Eu fazia orçamento, comprava material, cobrava cliente, calculava custo e organizava encomenda havia décadas sem nunca ter estudado nada disso de verdade. Talvez eu pudesse aprender a transformar minha pequena costura num negócio mais organizado.
Na sexta-feira, contei a Larissa.
Esperava apoio imediato.
Ela ficou séria.
— Mas esse curso também é à noite?
— Três noites por semana.
— Por quanto tempo?
— Um ano e meio.
Ela abaixou os olhos para o formulário.
A velha tensão apareceu de novo, mas diferente. Menor. Mais consciente.
— E depois da escola você quer continuar?
— Acho que sim.
— Então isso não era só para terminar o ensino médio.
— Eu também não sabia que queria mais.
Larissa respirou fundo.
Eu esperei.
Ela dobrou o formulário e o devolveu.
— Então se inscreve.
— Tem certeza?
— Não. Mas acho que certeza não é o requisito.
Sorri.
No domingo, preenchi a inscrição.
Duas semanas depois, soube que tinha sido selecionada para uma entrevista.
Cheguei à escola na noite marcada e encontrei Larissa e Davi me esperando na calçada.
— O que vocês estão fazendo aqui?
Minha filha levantou uma sacola.
— Trouxe seu jantar.
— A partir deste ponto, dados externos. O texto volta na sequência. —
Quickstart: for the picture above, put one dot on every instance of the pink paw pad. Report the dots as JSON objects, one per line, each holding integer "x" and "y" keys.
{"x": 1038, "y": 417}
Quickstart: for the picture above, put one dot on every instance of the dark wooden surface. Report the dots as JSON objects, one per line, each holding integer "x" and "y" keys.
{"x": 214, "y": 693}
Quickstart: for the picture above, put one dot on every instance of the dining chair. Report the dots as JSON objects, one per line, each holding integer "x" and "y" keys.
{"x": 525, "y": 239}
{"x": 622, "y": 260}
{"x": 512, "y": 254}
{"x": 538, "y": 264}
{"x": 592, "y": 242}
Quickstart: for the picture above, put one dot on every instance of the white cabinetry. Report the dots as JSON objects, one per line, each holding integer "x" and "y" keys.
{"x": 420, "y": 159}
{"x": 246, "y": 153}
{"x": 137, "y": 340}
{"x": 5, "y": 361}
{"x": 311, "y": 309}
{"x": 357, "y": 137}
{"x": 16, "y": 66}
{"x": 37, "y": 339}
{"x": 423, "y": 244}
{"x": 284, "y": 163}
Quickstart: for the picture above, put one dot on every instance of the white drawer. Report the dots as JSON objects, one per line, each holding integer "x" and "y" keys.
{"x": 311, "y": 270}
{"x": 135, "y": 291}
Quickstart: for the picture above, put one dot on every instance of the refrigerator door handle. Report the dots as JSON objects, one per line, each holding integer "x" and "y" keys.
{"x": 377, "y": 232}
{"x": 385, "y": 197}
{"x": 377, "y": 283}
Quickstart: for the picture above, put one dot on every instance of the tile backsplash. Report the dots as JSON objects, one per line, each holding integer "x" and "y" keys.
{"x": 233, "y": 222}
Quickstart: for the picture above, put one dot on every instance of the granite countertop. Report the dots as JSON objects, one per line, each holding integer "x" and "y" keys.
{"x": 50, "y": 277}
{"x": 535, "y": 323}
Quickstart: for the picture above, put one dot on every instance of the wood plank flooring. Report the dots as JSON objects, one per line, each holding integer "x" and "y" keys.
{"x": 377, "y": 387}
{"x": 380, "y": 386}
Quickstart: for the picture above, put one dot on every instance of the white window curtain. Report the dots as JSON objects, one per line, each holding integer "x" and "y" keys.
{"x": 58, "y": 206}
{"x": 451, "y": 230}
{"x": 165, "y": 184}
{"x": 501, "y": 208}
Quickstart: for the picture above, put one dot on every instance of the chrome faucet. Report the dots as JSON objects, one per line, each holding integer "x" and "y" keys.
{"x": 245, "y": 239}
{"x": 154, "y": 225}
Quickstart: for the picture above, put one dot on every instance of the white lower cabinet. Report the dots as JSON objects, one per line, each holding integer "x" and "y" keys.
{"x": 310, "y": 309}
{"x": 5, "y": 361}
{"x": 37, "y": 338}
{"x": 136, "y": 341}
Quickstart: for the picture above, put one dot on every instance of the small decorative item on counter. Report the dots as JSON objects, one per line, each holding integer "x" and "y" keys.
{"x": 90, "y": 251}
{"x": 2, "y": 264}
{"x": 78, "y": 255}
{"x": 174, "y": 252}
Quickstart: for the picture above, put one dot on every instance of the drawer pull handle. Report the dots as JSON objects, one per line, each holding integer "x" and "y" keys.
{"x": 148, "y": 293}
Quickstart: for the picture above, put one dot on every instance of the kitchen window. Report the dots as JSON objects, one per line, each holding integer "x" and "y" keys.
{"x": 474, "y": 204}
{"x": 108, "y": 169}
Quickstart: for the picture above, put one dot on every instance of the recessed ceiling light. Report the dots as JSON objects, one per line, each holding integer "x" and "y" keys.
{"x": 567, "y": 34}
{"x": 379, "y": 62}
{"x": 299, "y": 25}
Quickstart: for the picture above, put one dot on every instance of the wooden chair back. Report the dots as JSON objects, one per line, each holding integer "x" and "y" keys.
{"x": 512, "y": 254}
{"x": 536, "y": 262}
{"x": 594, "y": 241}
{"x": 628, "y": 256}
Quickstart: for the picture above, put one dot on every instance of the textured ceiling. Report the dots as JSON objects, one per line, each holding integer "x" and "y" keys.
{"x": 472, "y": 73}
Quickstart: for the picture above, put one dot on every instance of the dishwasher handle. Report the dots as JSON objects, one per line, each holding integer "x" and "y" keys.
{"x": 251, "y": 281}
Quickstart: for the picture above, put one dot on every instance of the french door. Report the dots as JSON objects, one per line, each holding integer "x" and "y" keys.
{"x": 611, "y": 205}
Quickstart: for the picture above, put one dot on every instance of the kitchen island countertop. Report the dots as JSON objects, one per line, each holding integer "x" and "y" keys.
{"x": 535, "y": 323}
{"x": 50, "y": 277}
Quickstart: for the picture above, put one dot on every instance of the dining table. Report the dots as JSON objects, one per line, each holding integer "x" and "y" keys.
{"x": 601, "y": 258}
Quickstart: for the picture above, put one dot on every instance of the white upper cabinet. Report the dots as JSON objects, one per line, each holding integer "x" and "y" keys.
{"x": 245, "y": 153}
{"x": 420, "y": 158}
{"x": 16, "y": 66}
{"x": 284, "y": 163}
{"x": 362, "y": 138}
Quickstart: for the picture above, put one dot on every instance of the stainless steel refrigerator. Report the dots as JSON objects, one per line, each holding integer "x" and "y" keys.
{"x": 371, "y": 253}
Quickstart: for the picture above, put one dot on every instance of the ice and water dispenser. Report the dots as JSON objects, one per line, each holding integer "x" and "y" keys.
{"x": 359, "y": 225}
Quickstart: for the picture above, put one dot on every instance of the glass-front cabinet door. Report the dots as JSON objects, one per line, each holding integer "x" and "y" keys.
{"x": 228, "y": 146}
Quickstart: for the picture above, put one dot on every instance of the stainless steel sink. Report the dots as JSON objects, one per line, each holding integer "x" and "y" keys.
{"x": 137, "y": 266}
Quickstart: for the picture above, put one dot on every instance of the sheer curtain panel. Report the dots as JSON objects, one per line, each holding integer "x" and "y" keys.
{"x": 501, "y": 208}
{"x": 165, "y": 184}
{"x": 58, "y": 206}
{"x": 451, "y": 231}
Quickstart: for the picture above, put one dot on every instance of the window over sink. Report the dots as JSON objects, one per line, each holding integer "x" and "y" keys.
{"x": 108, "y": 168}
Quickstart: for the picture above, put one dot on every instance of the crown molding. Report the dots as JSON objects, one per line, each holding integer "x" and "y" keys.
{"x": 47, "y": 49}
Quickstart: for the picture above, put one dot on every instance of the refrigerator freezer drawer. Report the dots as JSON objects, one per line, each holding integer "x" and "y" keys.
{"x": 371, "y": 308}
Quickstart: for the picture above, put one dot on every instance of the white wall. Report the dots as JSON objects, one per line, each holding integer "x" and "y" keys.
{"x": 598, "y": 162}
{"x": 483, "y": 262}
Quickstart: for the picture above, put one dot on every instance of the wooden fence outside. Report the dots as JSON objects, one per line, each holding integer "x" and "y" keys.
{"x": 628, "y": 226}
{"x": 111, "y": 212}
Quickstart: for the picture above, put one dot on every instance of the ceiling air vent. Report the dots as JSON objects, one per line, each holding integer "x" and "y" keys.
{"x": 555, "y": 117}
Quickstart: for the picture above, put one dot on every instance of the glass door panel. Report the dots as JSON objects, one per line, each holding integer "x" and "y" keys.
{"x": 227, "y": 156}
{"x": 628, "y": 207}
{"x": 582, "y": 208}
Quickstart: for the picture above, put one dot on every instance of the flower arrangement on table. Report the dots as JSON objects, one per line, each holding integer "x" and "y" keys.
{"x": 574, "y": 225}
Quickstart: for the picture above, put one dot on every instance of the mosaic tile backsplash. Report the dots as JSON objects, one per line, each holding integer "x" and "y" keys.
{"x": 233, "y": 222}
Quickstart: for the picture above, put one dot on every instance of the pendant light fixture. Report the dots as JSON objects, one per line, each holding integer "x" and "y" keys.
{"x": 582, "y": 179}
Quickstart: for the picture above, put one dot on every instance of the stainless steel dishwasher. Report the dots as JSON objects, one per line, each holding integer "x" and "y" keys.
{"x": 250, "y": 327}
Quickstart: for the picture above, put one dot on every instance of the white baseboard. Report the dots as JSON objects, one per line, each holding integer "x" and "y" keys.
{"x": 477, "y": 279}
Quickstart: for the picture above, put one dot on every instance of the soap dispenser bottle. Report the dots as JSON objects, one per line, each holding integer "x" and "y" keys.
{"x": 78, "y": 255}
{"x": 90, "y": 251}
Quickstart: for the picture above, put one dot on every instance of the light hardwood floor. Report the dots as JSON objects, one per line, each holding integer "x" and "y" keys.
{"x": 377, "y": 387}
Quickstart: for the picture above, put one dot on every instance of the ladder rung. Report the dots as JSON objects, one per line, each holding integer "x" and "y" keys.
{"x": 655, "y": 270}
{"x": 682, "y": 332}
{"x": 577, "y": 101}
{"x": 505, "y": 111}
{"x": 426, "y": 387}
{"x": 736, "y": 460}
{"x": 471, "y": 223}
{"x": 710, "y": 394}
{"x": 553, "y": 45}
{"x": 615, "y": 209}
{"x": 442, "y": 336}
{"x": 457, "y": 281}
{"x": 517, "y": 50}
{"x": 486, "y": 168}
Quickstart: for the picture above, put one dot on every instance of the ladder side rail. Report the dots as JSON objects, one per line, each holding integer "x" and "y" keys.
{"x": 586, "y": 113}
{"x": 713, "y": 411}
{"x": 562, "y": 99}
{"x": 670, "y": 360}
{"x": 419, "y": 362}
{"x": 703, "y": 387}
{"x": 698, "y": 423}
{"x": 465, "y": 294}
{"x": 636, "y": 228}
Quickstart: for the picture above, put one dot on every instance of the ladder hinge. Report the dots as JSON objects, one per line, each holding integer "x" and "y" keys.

Você saiu correndo e esqueceu.
Davi segurava uma cartolina enrolada.
— E eu fiz uma coisa.
— O quê?
Ele abriu a cartolina.
Em letras tortas, estava escrito: “VÓ ROSA, VAI DAR CERTO.”
Ri tão alto que duas pessoas na entrada olharam para nós.
Então vi Larissa.
Ela sorria, mas os olhos estavam molhados.
— Vai — disse. — A gente espera você sair.
Naquele instante, percebi que minha filha não estava apenas aceitando minha escolha.
Ela estava aprendendo a ficar ao meu lado sem precisar me puxar de volta.
Entrei para a entrevista carregando a cartolina de Davi debaixo do braço.
E, quando perguntaram por que eu queria aquela vaga, pela primeira vez não falei sobre o que deixei de fazer no passado.
Falei sobre o que ainda pretendia fazer dali para frente.